Onze représentantes du personnel d’une usine textile, doivent prendre une décision avec des conséquences immédiates sur le travail et la vie de six cents autres. Il s’agit de voter pour, ou contre, la réduction de sept minutes de la la pause réglementaire. Une chose apparemment anodine mais qui peut être lourde de conséquences  Stefano Massini a écrit une pièce sur la manière dont réfléchit et fonctionne un groupe quand il s’agit d’élaborer une stratégie. Avec à la clé, des difficultés prévisibles quand il s’agit de faire coïncider élan collectif et pense individuelle… Comment persuader, comment faire confiance, comment choisir, voire renoncer à certains avantages acquis pour espérer gagner et ensuite, comment voter surtout quand ces femmes d’âge -de vingt ans à la soixantaine- et de parcours professionnels différents- se retrouvent face à un collectif d’hommes qui dirigent une entreprise… Elles voteront plusieurs fois dont une à bulletin secret, avec à chaque fois, une retournement de situation. Le dernier résultat dépendant finalement du vote d’une seule.

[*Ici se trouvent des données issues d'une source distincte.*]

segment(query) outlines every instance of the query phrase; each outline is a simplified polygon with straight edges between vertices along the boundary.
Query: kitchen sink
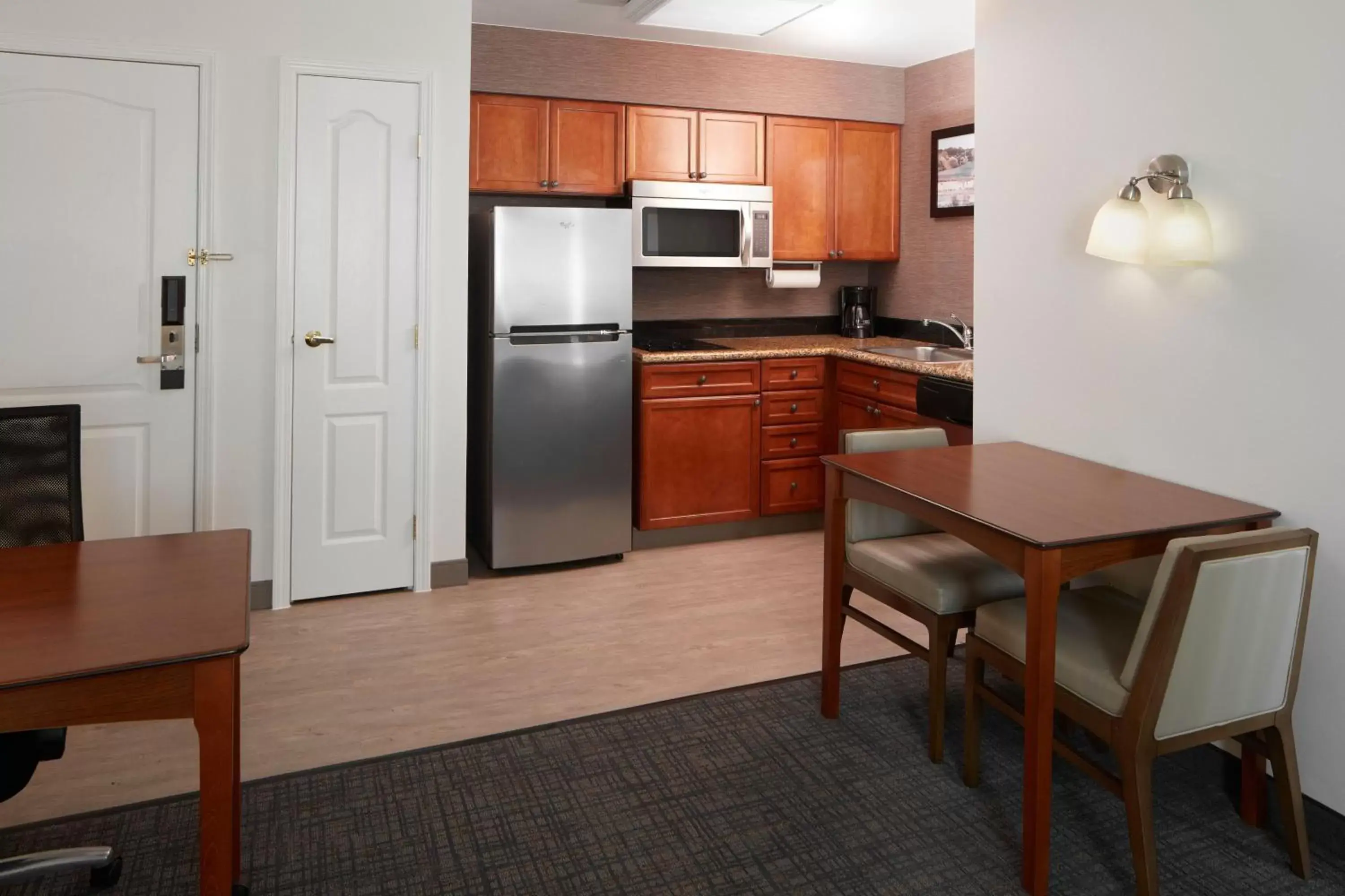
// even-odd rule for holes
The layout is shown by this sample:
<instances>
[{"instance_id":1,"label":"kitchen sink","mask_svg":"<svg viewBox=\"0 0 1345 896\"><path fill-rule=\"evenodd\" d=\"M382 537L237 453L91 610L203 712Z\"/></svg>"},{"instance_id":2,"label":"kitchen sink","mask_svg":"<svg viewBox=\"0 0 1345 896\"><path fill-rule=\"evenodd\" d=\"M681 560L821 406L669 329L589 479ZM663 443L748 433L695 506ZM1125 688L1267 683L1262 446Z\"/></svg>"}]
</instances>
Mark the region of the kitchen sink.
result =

Stefano Massini montre ici le parcours dans un temps et dans un espace réel: une salle de stockage et aussi de réunion pour le personnel. Cela rappelle, dit l’auteur, le huis-clos de Douze hommes en colère, la fameuse pièce de Reginald Rose (1954) où des jurés doivent voter à l’unanimité la peine de mort au procès d’un adolescent noir de seize ans accusé d’avoir poignardé son père. Ici, ces onze personnages féminins (aucun homme sinon en coulisses mais même pas en voix off) pour ce théâtre politique. « Si j’aime, dit Maëlle Poésy les anti-héros et anti-héroïnes au théâtre, c’est justement parce qu’ils déplacent nos repères en se portant garants de ces «pas de côté» qui nous permettent de regarder le monde différemment, hors d’une pensée unique. »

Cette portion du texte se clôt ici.